Where can I find historical broadcast TV schedules?
July 7, 2014 3:01 PM   Subscribe

I've been scouring the internet for a way to pick a certain date and time in modern history and see what was being broadcast at that moment, but so far no luck. Does anybody know of an archive of this information, or any clever ways to repurpose any other existing data?
posted by excitementMD to Computers & Internet (7 answers total) 4 users marked this as a favorite
Epguides.com has historical grids on this page. That is not a definitive guide to what was on at a specific hour on specific day, but an outline of the fall schedules for each network. From there, you can see the original air dates of specific episodes on the show detail page.
posted by soelo at 3:30 PM on July 7, 2014

If it is a limited number of dates, you can easily look in local newspapers in a libraries ( I guess they probably don't use microfiche anymore do they?)
posted by Megafly at 4:07 PM on July 7, 2014 [1 favorite]

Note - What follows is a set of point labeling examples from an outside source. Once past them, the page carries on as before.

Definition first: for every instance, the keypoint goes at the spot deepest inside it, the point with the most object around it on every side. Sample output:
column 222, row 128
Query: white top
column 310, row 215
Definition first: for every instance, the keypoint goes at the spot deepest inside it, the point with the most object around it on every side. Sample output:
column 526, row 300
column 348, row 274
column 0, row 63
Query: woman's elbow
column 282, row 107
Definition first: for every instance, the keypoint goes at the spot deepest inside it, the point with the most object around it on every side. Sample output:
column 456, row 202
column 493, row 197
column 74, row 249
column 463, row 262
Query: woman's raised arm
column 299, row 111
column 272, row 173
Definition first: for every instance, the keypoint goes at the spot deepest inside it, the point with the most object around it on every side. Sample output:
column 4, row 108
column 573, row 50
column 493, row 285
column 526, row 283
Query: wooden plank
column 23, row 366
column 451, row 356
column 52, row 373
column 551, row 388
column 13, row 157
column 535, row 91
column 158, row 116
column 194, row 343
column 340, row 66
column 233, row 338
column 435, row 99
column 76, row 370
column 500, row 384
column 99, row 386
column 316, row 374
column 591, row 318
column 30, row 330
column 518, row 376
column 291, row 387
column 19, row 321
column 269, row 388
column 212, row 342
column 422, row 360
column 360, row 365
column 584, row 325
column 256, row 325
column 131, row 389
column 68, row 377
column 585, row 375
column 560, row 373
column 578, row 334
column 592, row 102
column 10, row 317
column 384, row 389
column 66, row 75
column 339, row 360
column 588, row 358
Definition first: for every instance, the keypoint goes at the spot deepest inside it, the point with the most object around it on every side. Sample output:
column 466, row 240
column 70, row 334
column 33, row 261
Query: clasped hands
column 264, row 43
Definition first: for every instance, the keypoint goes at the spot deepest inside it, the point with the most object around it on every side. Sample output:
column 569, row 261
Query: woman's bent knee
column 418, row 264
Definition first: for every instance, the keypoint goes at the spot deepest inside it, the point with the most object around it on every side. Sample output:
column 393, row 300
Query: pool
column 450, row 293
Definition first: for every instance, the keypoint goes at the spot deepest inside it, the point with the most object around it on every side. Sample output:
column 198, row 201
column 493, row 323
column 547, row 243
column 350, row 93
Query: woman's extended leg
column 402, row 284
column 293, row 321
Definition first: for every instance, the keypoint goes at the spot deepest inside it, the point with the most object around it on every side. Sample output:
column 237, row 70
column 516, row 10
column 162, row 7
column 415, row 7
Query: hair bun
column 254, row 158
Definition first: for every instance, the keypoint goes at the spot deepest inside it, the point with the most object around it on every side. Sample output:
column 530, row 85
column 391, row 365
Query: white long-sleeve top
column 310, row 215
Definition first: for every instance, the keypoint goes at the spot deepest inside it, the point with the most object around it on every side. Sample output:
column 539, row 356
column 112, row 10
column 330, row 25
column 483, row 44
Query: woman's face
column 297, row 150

You might want to try contacting a reference librarian at the Paley Center for Media. You can search their library database online by month and year, but it only gives you shows that they have in their collection. (For example, July 1970.) So their collection doesn't have video clips of everything, but they might have the schedules someplace.
posted by MsMolly at 5:10 PM on July 7, 2014

Google News Archive will have scans of the TV listings from various newspapers. For example, on Sunday, May 17, 1987 at 8pm on Murder She Wrote, Jessica Fletcher was trying to help out Magnum (framed for murder on an earlier episode of Magnum PI).

It's sometimes difficult to get into the google news archive, but once there (perhaps by searching for a relevant local news item from the time), you can jump around.
posted by pjenks at 5:22 PM on July 7, 2014

Not sure if you're willing to pay for it, but Tribune Media Services sells this data.
posted by odin53 at 7:00 PM on July 7, 2014

If you have access to ProQuest, you can look at the TV listings in those papers.
posted by Ideefixe at 7:04 PM on July 7, 2014

Where are you? A lot of American public libraries have free access to ProQuest if you have a library card (and you don't have to be in a branch to see it).

I would appreciate hearing about similar options for the U.K. I have bought back issues of the Radio Times and TV Times, trying to track down dimly remembered shows from my childhood.